When using side outputs, you first need to define an OutputTag
that will be used to identify a side output stream:
Java
// this needs to be an anonymous inner class, so that we can analyze the type
OutputTag<String> outputTag = new OutputTag<String>("side-output") {};
Scala
val outputTag = OutputTag[String]("side-output")
Python
output_tag = OutputTag("side-output", Types.STRING())
Notice how the OutputTag
is typed according to the type of elements that the side output stream contains.
Emitting data to a side output is possible from the following functions:
- ProcessFunction
- KeyedProcessFunction
- CoProcessFunction
- KeyedCoProcessFunction
- ProcessWindowFunction
- ProcessAllWindowFunction
You can use the Context
parameter, which is exposed to users in the above functions, to emit data to a side output identified by an OutputTag
. Here is an example of emitting side output data from a ProcessFunction
:
Java
DataStream<Integer> input = ...;
final OutputTag<String> outputTag = new OutputTag<String>("side-output"){};
SingleOutputStreamOperator<Integer> mainDataStream = input
.process(new ProcessFunction<Integer, Integer>() {
@Override
public void processElement(
Integer value,
Context ctx,
Collector<Integer> out) throws Exception {
// emit data to regular output
out.collect(value);
// emit data to side output
ctx.output(outputTag, "sideout-" + String.valueOf(value));
}
});
Scala
val input: DataStream[Int] = ...
val outputTag = OutputTag[String]("side-output")
val mainDataStream = input
.process(new ProcessFunction[Int, Int] {
override def processElement(
value: Int,
ctx: ProcessFunction[Int, Int]#Context,
out: Collector[Int]): Unit = {
// emit data to regular output
out.collect(value)
// emit data to side output
ctx.output(outputTag, "sideout-" + String.valueOf(value))
}
})
Python
input = ... # type: DataStream
output_tag = OutputTag("side-output", Types.STRING())
class MyProcessFunction(ProcessFunction):
def process_element(self, value: int, ctx: ProcessFunction.Context):
# emit data to regular output
yield value
# emit data to side output
yield output_tag, "sideout-" + str(value)
main_data_stream = input \
.process(MyProcessFunction(), Types.INT())
For retrieving the side output stream you use getSideOutput(OutputTag)
on the result of the DataStream
operation.
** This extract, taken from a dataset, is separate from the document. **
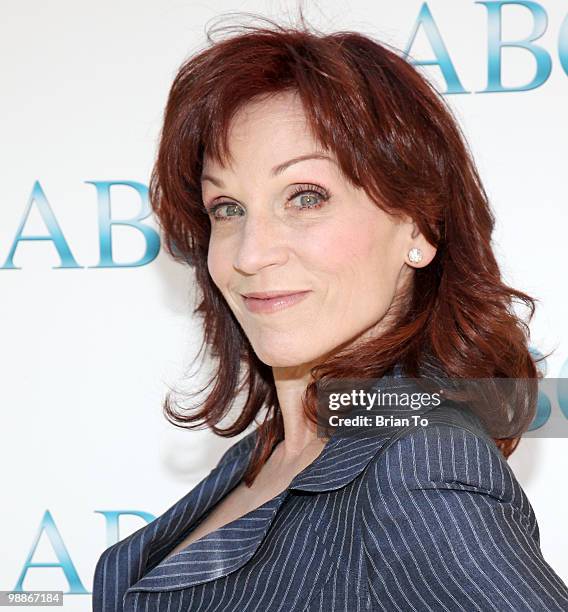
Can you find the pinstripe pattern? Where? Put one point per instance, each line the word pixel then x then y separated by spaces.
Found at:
pixel 437 521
This will give you a DataStream
that is typed to the result of the side output stream:
Java
final OutputTag<String> outputTag = new OutputTag<String>("side-output"){};
SingleOutputStreamOperator<Integer> mainDataStream = ...;
DataStream<String> sideOutputStream = mainDataStream.getSideOutput(outputTag);
Scala
val outputTag = OutputTag[String]("side-output")
val mainDataStream = ...
val sideOutputStream: DataStream[String] = mainDataStream.getSideOutput(outputTag)
Python
output_tag = OutputTag("side-output", Types.STRING())
main_data_stream = ... # type: DataStream
side_output_stream = main_data_stream.get_side_output(output_tag) # type: DataStream
Note If it produces side output, get_side_output(OutputTag)
must be called in Python API. Otherwise, the result of side output stream will be output into the main stream which is unexpected and may fail the job when the data types are different.